Well it still doesn't feel particularly spring like on site at the moment, with temperatures only hitting about 10C this week and that cold wind still making an appearance on some days. My insect sightings for the year are still looking decidedly poor, with no further butterfly records this week and a handful of queen bumblebees flying on the warmer, calmer days.
Much of my week has been spent working at our other site up at Beckingham Marshes, but thankfully we have plenty of birders reporting good stuff for us here at Langford. On Tuesday, the first avocets of the year were picked up by volunteer Dave Roberts on Phase 1, 2 birds were also seen this morning by volunteer Rob Werran. My Thursday morning bittern vigil produced a bird over Phase 2 at 05.20, followed later in the morning by a woodcock which flew up from the public footpath edge by the northern most silt lagoon, a flyover godwit species - frustratingly distant and silhouetted and plenty of sand martins and the first singing chiffchaffs recorded on this year's BBS.
Rock pipit, a flyover glaucous gull, redshank, dunlin, sand martin and ringed plover were highlights from Rob and Craig's visit on Thursday afternoon, volunteer Ellen Marshall was pleased to record peregrine on site on site yesterday, as was our Conservation Officer Carl Cornish, along with sand martin, ringed plover and 4 pintail.
204 whooper swans flew over this morning (with another/same 200 seen over the nearby village of Farnsfield) - obviously some movement going on today - I had a rather more modest 8 over my patch in Lincs!
Whooper swans on the move. Ben Hall (rspb-images.com)
After a relatively quiet winter on site, the reserve seemed to come alive yesterday, with some welcome sightings of species we haven't seen for a while, migrants coming in and a bittern bonanza!
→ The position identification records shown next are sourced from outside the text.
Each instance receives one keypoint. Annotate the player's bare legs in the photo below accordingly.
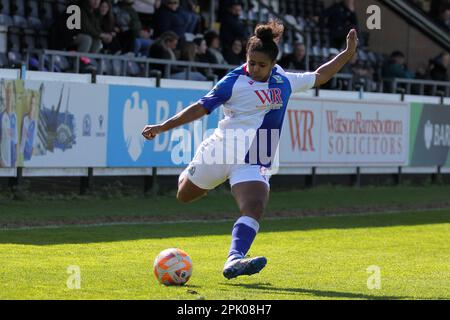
(251, 198)
(188, 191)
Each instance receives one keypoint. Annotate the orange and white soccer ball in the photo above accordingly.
(172, 267)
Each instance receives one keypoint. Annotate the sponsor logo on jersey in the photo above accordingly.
(271, 99)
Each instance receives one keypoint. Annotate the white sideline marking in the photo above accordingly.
(131, 223)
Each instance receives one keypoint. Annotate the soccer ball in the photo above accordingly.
(172, 267)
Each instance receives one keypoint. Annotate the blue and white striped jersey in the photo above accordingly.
(254, 106)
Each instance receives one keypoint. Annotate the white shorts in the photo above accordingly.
(208, 176)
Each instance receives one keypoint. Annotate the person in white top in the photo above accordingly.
(254, 97)
(8, 129)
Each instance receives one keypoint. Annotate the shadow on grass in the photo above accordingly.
(95, 234)
(311, 293)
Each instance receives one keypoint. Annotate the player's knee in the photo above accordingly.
(253, 207)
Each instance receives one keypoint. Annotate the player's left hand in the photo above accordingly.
(352, 41)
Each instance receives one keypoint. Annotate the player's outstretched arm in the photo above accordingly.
(187, 115)
(326, 71)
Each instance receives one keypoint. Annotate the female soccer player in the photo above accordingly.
(254, 97)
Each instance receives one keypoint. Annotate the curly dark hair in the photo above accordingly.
(266, 38)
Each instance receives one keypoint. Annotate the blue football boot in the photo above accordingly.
(243, 266)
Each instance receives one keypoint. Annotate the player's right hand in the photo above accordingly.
(150, 131)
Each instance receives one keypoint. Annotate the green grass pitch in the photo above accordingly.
(308, 258)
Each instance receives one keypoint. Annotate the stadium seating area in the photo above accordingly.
(25, 26)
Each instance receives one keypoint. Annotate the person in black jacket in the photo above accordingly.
(169, 17)
(439, 67)
(339, 19)
(91, 36)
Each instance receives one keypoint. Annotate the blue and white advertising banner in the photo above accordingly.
(131, 108)
(53, 124)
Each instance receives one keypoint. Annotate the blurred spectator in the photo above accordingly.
(164, 48)
(190, 9)
(191, 52)
(212, 53)
(362, 73)
(108, 26)
(296, 59)
(146, 10)
(231, 27)
(439, 67)
(340, 18)
(213, 48)
(235, 56)
(91, 36)
(170, 17)
(131, 35)
(396, 67)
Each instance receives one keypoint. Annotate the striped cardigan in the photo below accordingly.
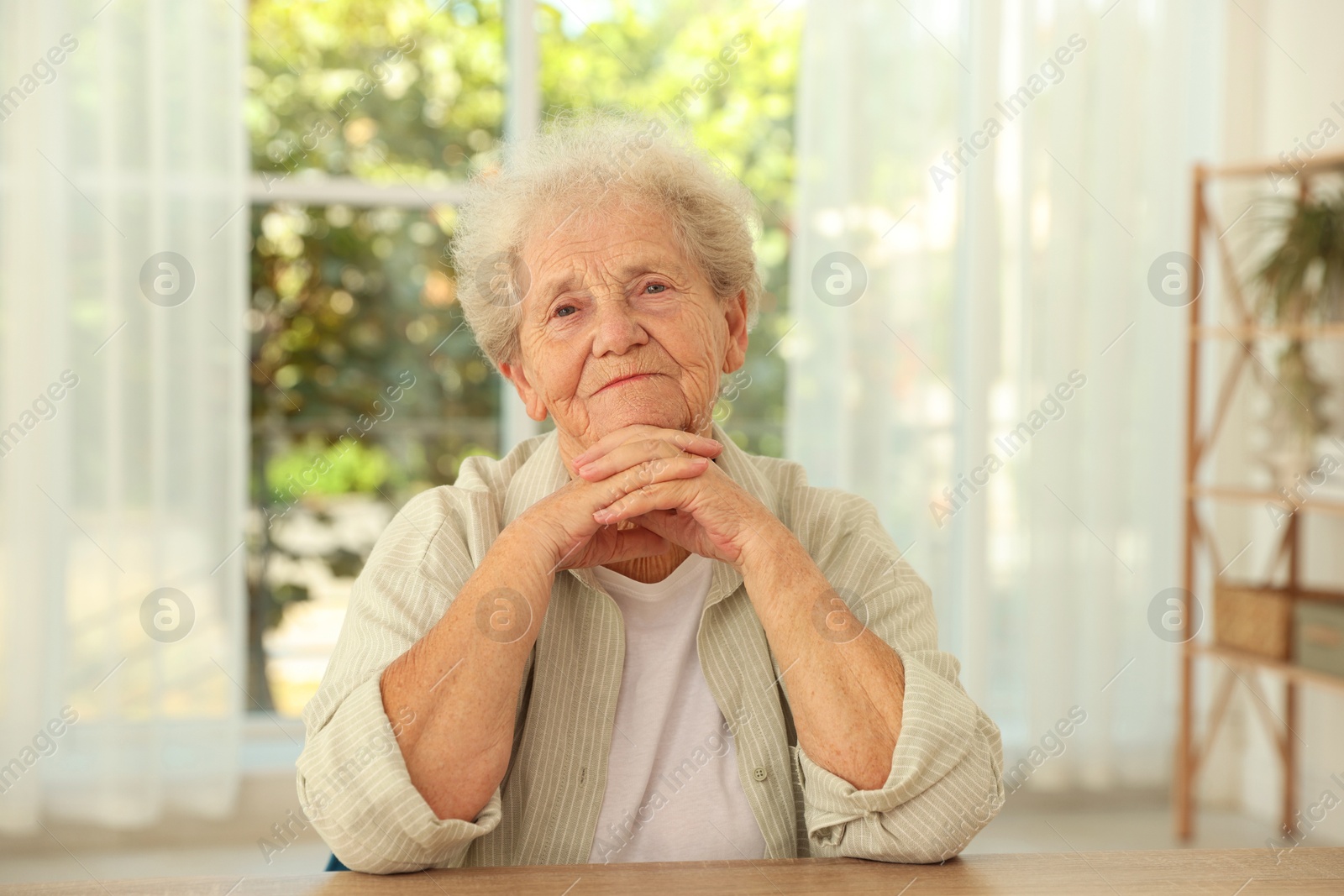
(354, 786)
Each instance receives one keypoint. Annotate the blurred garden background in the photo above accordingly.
(360, 143)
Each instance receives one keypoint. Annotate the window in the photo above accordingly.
(365, 118)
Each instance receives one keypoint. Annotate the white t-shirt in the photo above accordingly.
(672, 789)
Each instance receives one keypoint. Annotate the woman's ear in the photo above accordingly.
(736, 317)
(531, 399)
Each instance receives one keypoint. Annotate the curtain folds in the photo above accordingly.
(1005, 387)
(123, 410)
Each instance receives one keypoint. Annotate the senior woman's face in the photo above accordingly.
(620, 328)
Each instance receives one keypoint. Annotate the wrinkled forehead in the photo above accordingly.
(616, 238)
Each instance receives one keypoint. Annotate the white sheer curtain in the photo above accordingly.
(123, 405)
(987, 285)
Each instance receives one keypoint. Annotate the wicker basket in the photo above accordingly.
(1257, 621)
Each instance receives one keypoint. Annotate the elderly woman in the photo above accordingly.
(629, 640)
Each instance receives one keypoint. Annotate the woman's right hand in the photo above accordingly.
(561, 526)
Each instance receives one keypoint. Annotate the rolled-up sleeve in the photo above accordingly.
(353, 781)
(947, 768)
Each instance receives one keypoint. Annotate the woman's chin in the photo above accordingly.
(667, 414)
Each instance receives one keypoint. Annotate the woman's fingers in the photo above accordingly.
(660, 496)
(612, 546)
(685, 441)
(622, 457)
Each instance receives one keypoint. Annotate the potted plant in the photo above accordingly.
(1301, 284)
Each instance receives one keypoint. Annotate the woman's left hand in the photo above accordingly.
(709, 515)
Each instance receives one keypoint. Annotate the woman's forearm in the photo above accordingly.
(461, 680)
(846, 685)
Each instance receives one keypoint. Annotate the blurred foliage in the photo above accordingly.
(1301, 281)
(335, 469)
(387, 90)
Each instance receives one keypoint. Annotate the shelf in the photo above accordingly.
(1227, 493)
(1285, 669)
(1242, 332)
(1317, 165)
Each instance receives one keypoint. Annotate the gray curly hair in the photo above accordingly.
(578, 161)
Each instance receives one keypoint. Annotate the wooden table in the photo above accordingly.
(1216, 872)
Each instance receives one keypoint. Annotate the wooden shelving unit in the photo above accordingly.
(1236, 668)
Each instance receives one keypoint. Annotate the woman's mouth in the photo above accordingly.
(622, 380)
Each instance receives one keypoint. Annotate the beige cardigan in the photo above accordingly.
(353, 782)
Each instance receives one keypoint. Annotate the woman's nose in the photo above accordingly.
(617, 331)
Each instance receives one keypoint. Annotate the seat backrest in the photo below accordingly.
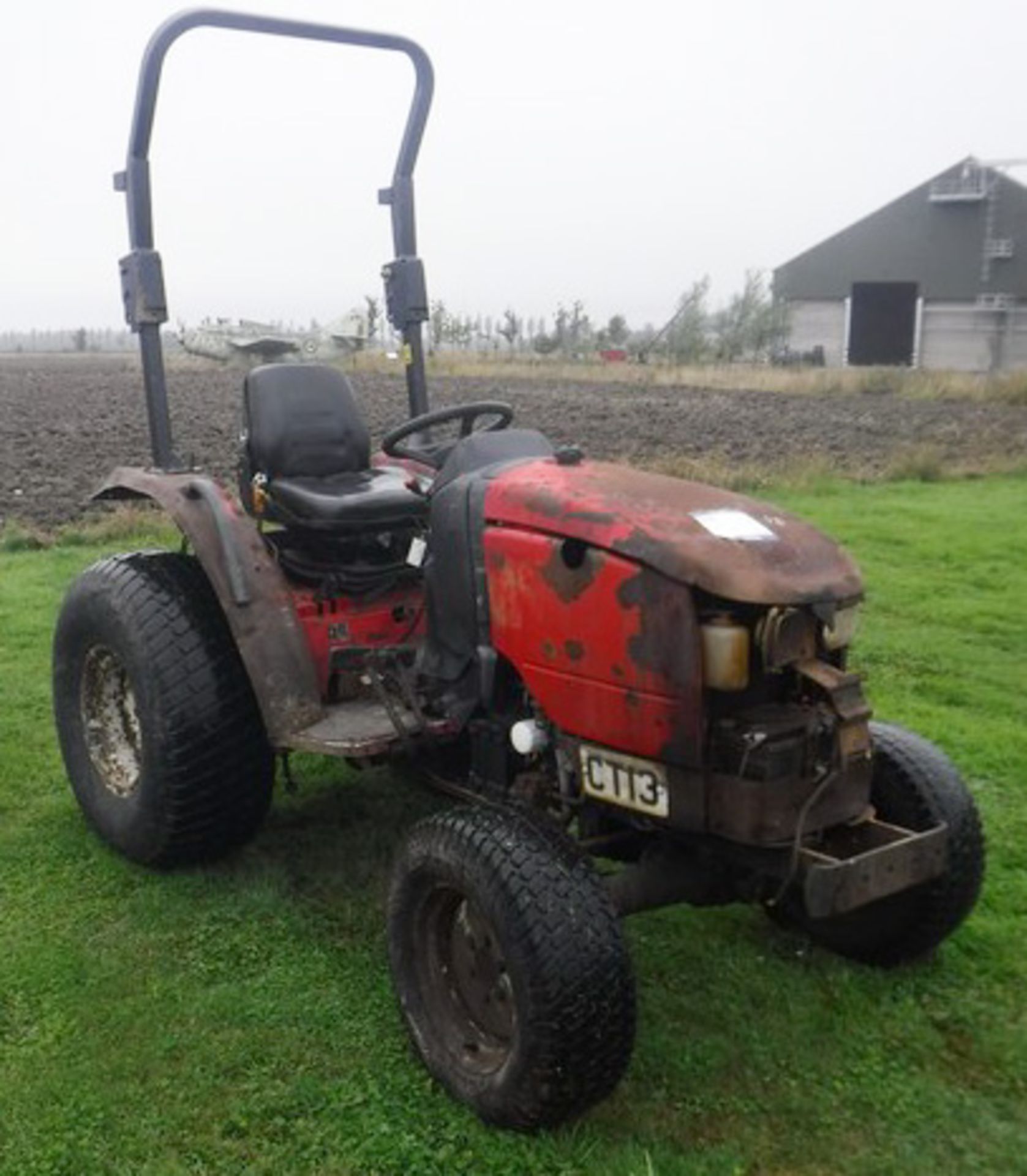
(301, 421)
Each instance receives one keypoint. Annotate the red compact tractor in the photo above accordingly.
(598, 662)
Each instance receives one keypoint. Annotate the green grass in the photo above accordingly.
(239, 1020)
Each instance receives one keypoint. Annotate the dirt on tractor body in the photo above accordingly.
(65, 421)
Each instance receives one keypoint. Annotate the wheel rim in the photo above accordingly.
(467, 987)
(111, 722)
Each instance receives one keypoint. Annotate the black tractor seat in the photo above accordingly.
(306, 456)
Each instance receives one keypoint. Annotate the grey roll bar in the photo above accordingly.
(141, 272)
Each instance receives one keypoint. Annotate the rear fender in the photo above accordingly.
(250, 586)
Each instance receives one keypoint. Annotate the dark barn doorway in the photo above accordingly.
(882, 323)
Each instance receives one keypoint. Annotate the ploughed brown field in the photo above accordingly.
(65, 421)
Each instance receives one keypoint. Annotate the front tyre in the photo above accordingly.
(916, 786)
(510, 967)
(160, 732)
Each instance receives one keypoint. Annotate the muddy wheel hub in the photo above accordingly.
(470, 986)
(111, 722)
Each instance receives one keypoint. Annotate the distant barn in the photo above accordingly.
(937, 279)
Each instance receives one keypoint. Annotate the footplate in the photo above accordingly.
(857, 865)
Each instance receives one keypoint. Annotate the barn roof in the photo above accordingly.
(960, 235)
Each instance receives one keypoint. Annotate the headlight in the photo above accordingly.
(725, 654)
(841, 630)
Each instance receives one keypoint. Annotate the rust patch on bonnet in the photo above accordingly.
(570, 581)
(671, 526)
(666, 643)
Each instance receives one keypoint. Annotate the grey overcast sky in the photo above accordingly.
(610, 152)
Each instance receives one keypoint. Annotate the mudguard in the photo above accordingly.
(250, 587)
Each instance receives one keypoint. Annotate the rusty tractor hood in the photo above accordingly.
(721, 543)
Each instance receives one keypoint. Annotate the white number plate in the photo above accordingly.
(624, 780)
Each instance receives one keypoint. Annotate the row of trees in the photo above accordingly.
(748, 326)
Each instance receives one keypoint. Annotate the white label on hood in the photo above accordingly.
(729, 524)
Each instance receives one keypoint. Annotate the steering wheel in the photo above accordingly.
(434, 453)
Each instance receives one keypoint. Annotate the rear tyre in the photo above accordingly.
(914, 785)
(162, 736)
(510, 967)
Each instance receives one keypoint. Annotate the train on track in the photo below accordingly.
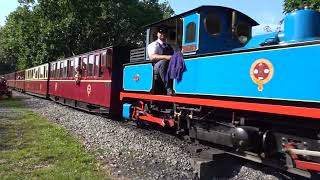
(254, 97)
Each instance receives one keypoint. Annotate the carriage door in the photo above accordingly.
(190, 42)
First thing in the morning is arguably the best time for seeing and hearing birds and at Langford it certainly is one of the best times for bittern. An early morning vigil by Phase 2 - very early at 05.30 - was richly rewarded with the sighting of not 1, not 2, but 3 bitterns! I have suspected 3 birds on site for a while, so I'm pleased to confirm it. This is the highest number of confirmed bittern on site we have ever had and to hold three birds, albeit non-breeding, is a real positive step for such a young site. That wasn't the end of the bonanza however, with one of the birds seen again by myself and the Friday volunteer crew at 16.00 as we closed up the containers. A bird was also seen by Stuart and Tasia on Thursday morning.
An adult female marsh harrier drifted over Phase 2 at 10.00, spotted by John and Julie, this is the first marsh harrier record on site since late last year.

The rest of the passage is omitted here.